Circlure, le verbe du vagin

Le 07/11/2020

En 2016, la philosophe et activiste berlinoise Bini Adamczak inventait un mot qui manquait furieusement à notre vocabulaire : "circlure". Que raconte-t-il ?

Formé du préfixe « cir » qui vient du radical latin « circum » (autour) et de « clure », issu du latin « claudere » qui a donné clore en Français, le mot indique l’action du vagin qui entoure le pénis ou le godemiché pendant la pénétration, rappelant la pensée traditionnelle de plusieurs cultures africaines : le pouvoir n’est pas dans le pénis, mais dans le vagin, c’est lui qui avale le pénis et le fait disparaitre dans le rapport hétérosexuel.

Bini Adamczak explique : "Je propose un nouveau mot qui manque depuis trop longtemps. Il s’agit de circlusion. En langage plus vieillot on peut aussi dire circumclusion. La notion de circlusion s’oppose à celle de pénétration. Les deux mots décrivent à peu près le même processus matériel. Mais : d’une perspective opposée. Pénétration signifie introduire ou insérer. Circlusion signifie entourer, enrober ou enfiler par-dessus. Voilà. En utilisant le terme de circlusion, le rapport d’activité et de passivité est inversé. Pénétrer signifie : introduire quelque chose – un brin, une tige ou un bitoniau – dans quelque chose d’autre – un anneau ou un tuyau. Dans cette perspective, ce sont le brin, la tige ou le bitoniau qui sont considérés comme actifs. Circlure signifie : enfiler quelque chose – un anneau ou un tuyau – par-dessus quelque chose d’autre – un brin, une tige ou un bitoniau. Ici, ce sont l’anneau ou le tuyau qui sont actifs. Le mot circlusion nous permet de parler autrement du sexe. Ce mot est nécessaire car cette triste fixette sur la pénétration domine toujours l’imaginaire hétéronormatif et – comme si cela ne suffisait pas – domine aussi l’imaginaire queer. On peut l’observer dans le porno mainstream mais aussi dans le post-porno ou le porno BDSM. Presque sans exception, le gode et le pénis* servent de signe pratique de pouvoir."

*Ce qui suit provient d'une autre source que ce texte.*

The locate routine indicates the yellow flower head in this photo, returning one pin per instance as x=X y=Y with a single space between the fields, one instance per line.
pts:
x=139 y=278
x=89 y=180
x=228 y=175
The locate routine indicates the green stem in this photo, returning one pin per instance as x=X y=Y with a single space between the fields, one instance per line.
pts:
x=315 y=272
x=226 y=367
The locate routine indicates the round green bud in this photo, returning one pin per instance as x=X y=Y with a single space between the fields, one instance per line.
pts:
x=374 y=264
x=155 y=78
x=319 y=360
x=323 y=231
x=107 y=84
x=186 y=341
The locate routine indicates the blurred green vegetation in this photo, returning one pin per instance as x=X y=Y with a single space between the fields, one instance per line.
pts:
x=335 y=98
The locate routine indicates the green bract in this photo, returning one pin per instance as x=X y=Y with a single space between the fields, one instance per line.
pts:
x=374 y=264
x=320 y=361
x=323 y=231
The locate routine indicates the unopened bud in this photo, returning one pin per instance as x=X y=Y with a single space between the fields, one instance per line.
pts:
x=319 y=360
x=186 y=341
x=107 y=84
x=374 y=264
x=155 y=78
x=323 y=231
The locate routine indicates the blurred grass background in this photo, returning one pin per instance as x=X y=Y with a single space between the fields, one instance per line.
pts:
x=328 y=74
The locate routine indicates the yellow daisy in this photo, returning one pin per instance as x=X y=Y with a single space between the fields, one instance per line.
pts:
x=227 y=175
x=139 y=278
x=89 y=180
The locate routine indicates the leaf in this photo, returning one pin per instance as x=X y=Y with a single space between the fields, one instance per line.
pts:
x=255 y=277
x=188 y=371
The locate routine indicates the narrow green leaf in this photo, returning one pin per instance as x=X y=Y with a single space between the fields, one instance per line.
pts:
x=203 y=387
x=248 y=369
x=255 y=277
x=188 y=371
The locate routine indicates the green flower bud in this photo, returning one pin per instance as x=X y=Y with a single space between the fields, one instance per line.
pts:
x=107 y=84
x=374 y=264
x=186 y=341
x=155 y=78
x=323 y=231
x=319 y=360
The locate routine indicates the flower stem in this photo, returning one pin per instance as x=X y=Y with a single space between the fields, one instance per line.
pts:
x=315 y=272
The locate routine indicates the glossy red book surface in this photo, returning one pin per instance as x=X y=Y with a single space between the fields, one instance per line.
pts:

Sans le mot, difficile de concevoir la chose. Adamczak, comme Naomi Klein et bien sûr Simone de Beauvoir avant elle, essaie de renverser les stéréotypes judéo-chrétiens et les rapports de pouvoir en donnant des outils aux femmes pour mieux comprendre à quel point leur participation est active dans ce type de rapport sexuel.
Il faudra encore du temps pour que petit à petit les femmes arrivent à effacer les méfaits d’un XIXe si misogyne et castrateur pour la sexualité féminine, mais commencer à prendre conscience que de nouveaux mots émergent, peut aider à mieux concevoir le rôle actif du vagin dans le rapport qu’on ne dira plus avec pénétration, mais avec circlusion.